The combined $50 million provides additional funding for development and clinical studies of an investigational anti-coagulant compound, AndexXa (andexanet alfa), which Portola needs in order to resubmit its biologics license application (BLA) for the drug. In August 2016, the company received a Complete Response Letter to the BLA from the US Food and Drug Administration requesting that Portola provide additional information primarily related to manufacturing.

Under the agreement with BMS and Pfizer, the loan principal and interest will be repaid primarily through royalties on AndexXa commercial sales. No shares, warrants, options, or other equity components were or will be issued in connection with the loan. The non-secured loan does not involve any transfer of patent ownership or licenses.

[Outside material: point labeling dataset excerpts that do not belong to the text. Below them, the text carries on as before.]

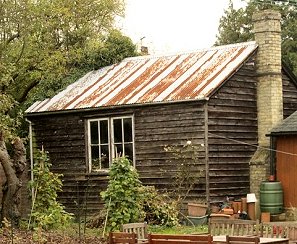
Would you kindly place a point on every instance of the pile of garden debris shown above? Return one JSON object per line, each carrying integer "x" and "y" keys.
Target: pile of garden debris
{"x": 28, "y": 237}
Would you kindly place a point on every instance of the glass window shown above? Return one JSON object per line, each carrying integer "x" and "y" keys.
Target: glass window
{"x": 105, "y": 145}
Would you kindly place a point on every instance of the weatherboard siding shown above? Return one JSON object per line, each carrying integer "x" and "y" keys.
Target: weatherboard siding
{"x": 63, "y": 136}
{"x": 289, "y": 96}
{"x": 232, "y": 127}
{"x": 232, "y": 132}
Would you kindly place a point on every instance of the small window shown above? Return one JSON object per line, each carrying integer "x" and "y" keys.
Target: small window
{"x": 104, "y": 143}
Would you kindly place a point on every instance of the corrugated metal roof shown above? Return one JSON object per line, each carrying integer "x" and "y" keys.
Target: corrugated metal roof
{"x": 288, "y": 126}
{"x": 151, "y": 79}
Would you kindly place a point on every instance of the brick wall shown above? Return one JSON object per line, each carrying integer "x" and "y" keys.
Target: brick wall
{"x": 268, "y": 62}
{"x": 269, "y": 90}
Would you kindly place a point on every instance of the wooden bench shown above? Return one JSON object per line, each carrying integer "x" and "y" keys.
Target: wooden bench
{"x": 179, "y": 239}
{"x": 242, "y": 239}
{"x": 140, "y": 229}
{"x": 233, "y": 227}
{"x": 287, "y": 229}
{"x": 122, "y": 237}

Portola expects to resubmit the BLA for AndexXa in 2017.

Portola previously entered into two separate clinical collaboration agreements with BMS and Pfizer to support Phase II and registrational studies of andexanet alfa in the US and Europe. BMS and Pfizer also have a collaboration agreement with Portola to develop and commercialize andexanet alfa in Japan. Portola retains all rights, including full commercial and financial rights, for andexanet alfa outside of Japan.

AndexXa is a modified human Factor Xa molecule, a blood coagulant, that has been designed to alter the activity of Factor Xa inhibitors by binding to the inhibitors to prevent them from forming clots in the blood, according to information from Portola. The FDA granted AndexXa breakthrough therapy status, and the drug is in development for patients treated with a direct (apixaban, rivaroxaban or edoxaban) or indirect (enoxaparin) Factor Xa inhibitor when reversal of anticoagulation is needed due to life-threatening or uncontrolled bleeding.

In the EU, the European Medicines Agency is reviewing the marketing authorization application for andexanet alfa for reversal of Factor Xa inhibition in patients experiencing a life-threatening or uncontrolled bleed and for patients requiring urgent or emergency surgery. A decision is expected in 2017.